Stéphanie, 25, Kinderbetreuerin
«Die Hochsensibilität kannst du nie ablegen, du hast nie Ruhe», sagt Stéphanie. Die 25-jährige St. Gallerin leidet seit ihrer Jugend an massiven Reizüberflutungen. Was zu Beginn eher schleichend gekommen sei, habe sich bis heute verschlechtert. Auch wenn Hochsensibilität laut Experten keine Krankheit ist, fühlt es sich für Stéphanie so an.
Arbeiten kann die gelernte Fachfrau Betreuung nicht mehr. «Ich brauche extrem viel Schlaf. Eigentlich möchte ich gerne Sport treiben oder mich mit Leuten treffen, aber mein Körper ist überfordert mit all diesen Reizen.»
«Ich kann nicht ins Ausland oder an Flughäfen»
Sobald mehr als drei Personen in einem Raum sind, hat die Kinderbetreuerin starke Reizüberflutungen. «Ich kann nicht ins Ausland oder an Flughäfen. Wenn ich doch gehen möchte, muss ich im schlimmsten Fall damit rechnen, eine Panikattacke zu bekommen.» Auch ein Konzertbesuch ist für Stéphanie eine Seltenheit: «Ich kann das dann schon durchboxen – mit Medikamenten. Aber ich fühle mich nach dem Konzert oft schlapp und es schlägt mir auf die Psyche.»
Stéphanie ist viel allein und fühlt sich in ihrem Leiden nicht ernst genommen. Das spiegelt sich auch in ihrem psychischen Zustand wider. «Eigentlich alles, was ich gerne gemacht habe, kann ich jetzt nicht mehr machen. Ich war sportlich und traf mich gerne mit Freunden.» Heute kann sie sich nur ein- bis zweimal im Jahr mit ihrer besten Freundin treffen, denn auch solche Verabredungen können Stéphanie überfordern.

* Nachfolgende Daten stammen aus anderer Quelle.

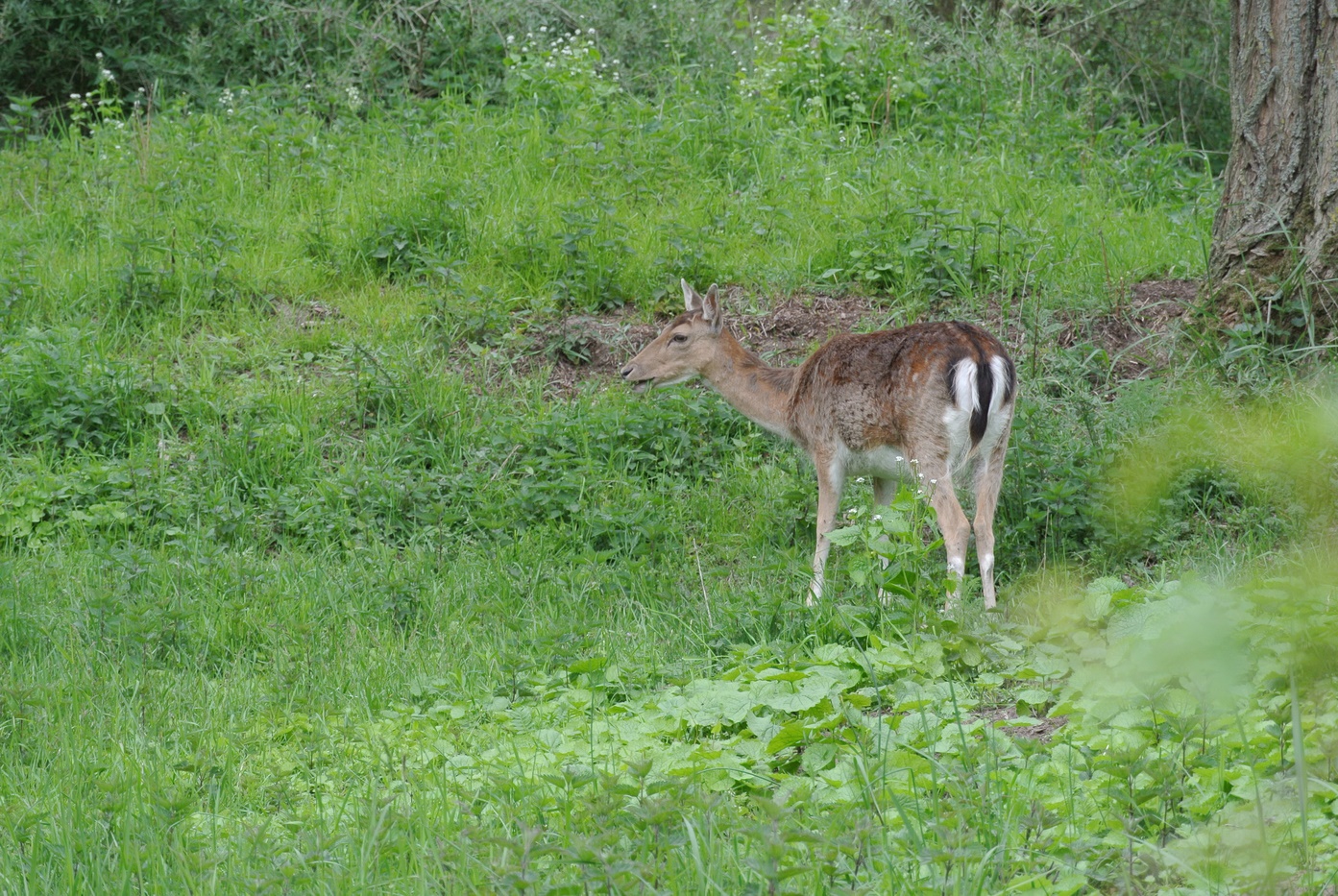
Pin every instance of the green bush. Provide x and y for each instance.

Die 25-Jährige leidet zusätzlich an einem Fatigue-Syndrom. Sie kämpfe nun schon seit vier Jahren für eine IV-Rente. «Hochsensibel zu sein, ist nicht wie ein gebrochenes Bein, das irgendwann wieder heilt. Ich bin 24/7 hochsensibel.» Sie wünscht sich, dass Hochsensibilität als Krankheit definiert, ernst genommen und eine Diagnose dafür entwickelt wird.